GUANAJUATO, Guanajuato │#SomosClic│ Este 27 de noviembre, la Capital del Estado recuerda la extinción de la chispa literaria del escritor y periodista guanajuatense Jorge Ibargüengoitia Antillón, quien destacó en las letras mexicanas por su estilo ácido.

Dueño de virtudes humorísticas, Ibargüengoitia es recordado por el derroche de ingenio en la novela “Estas ruinas que ves”, cuya acción se desarrolla en la ciudad llamada Cuévano, probablemente un retrato de la mismísima Guanajuato.

El escritor guanajuatense nació el 22 de enero de 1928.

“[…] Los habitantes de Cuévano suelen mirar a su alrededor y después concluir:
—Modestia aparte, somos la Atenas de por aquí […]”, escribió en dicha novela, que a la postre sería llevada al cine por el director Julián Pastor.

El humorista capitalino, autor de ensayos, cuentos y obras de teatro, falleció el 27 de noviembre en un accidente aéreo ocurrido cerca de Madrid. El vuelo Francfort-París-Madrid-Caracas-Bogotá se estrelló contra un monte de poca altura e Ibargüengoitia fue uno de los 181 fallecidos, junto con otros escritores que se dirigían a un congreso literario.

“Si vivo ochenta años, cuando muera dejaré un montoncito de libros y me llevaré a la tumba una vastísima biblioteca imaginaria”, citó en una de sus colaboraciones periodísticas, pocos años antes de morir.

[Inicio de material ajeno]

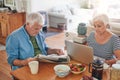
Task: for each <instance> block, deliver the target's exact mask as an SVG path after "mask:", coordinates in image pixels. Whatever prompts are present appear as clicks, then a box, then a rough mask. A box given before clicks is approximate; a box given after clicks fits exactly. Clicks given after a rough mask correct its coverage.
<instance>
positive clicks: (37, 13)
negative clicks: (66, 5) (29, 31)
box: [26, 13, 44, 25]
mask: <svg viewBox="0 0 120 80" xmlns="http://www.w3.org/2000/svg"><path fill="white" fill-rule="evenodd" d="M35 22H37V23H38V24H40V25H43V24H44V19H43V16H42V15H41V14H40V13H30V14H28V16H27V19H26V23H29V24H30V25H33V24H34V23H35Z"/></svg>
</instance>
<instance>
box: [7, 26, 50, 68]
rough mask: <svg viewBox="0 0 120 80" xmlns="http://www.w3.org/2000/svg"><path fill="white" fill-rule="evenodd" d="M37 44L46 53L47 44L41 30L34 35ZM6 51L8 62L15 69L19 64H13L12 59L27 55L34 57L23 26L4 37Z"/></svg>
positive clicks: (31, 49)
mask: <svg viewBox="0 0 120 80" xmlns="http://www.w3.org/2000/svg"><path fill="white" fill-rule="evenodd" d="M35 38H36V41H37V44H38V46H39V48H40V50H41V52H42V54H43V55H47V50H48V46H47V45H46V43H45V42H44V41H45V38H44V36H43V33H42V32H39V34H37V35H36V36H35ZM6 51H7V55H8V59H7V60H8V63H9V64H10V65H11V66H12V69H13V70H15V69H17V68H19V66H14V65H13V61H14V60H15V59H20V60H24V59H27V58H29V57H34V48H33V45H32V42H31V40H30V37H29V35H28V33H27V32H26V30H25V26H22V27H21V28H19V29H17V30H15V31H14V32H12V33H11V34H10V35H9V36H8V37H7V39H6Z"/></svg>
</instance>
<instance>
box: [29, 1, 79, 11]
mask: <svg viewBox="0 0 120 80" xmlns="http://www.w3.org/2000/svg"><path fill="white" fill-rule="evenodd" d="M61 4H77V5H80V0H29V1H28V5H29V7H27V12H36V11H40V10H45V11H48V10H49V9H50V8H52V7H53V6H56V5H61Z"/></svg>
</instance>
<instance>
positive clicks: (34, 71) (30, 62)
mask: <svg viewBox="0 0 120 80" xmlns="http://www.w3.org/2000/svg"><path fill="white" fill-rule="evenodd" d="M28 65H29V68H30V71H31V74H37V73H38V68H39V62H38V61H31V62H29V63H28Z"/></svg>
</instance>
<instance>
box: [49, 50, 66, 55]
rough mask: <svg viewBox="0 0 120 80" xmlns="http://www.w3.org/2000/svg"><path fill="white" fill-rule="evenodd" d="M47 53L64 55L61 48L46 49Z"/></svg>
mask: <svg viewBox="0 0 120 80" xmlns="http://www.w3.org/2000/svg"><path fill="white" fill-rule="evenodd" d="M48 54H58V55H64V52H63V50H62V49H48Z"/></svg>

Sobre el prosista guanajuatense, la escritora Elena Poniatowska dijo que sus palabras e ingenio brotaban “como cohetes en un brillante fuego de artificio mental”.

“El medio de comunicación adecuado para un hombre insociable como yo es la prosa narrativa”, dijo Ibargüengoitia alguna vez sobre sí mismo.

Él decía que su chispa literaria brotó un día de 1951, justo en el Teatro Juárez de Guanajuato, donde presenció “Rosalba y los llaveros”, una obra del dramaturgo Emilio Carballido.

“Cuévano es ciudad chica, pero bien arreglada y con pretensiones. Es capital del estado de Plan de Abajo, tiene una universidad por la que han pasado lumbreras y un teatro que cuando fue inaugurado, hace setenta años, no le pedía nada a ningún otro”, discurrió el escritor en “Estas ruinas que ves” con su ya clásico estilo de sarcasmo e ironía.

De su obra, también se puede destacar la colección de cuentos breves titulada “La ley de Herodes”, que no debe confundirse con una película homónima del cine mexicano contemporáneo.

Este 27 de noviembre, la Capital del Estado conmemora la extinción de la chispa literaria del escritor y periodista cuevanense Jorge Ibargüengoitia Antillón.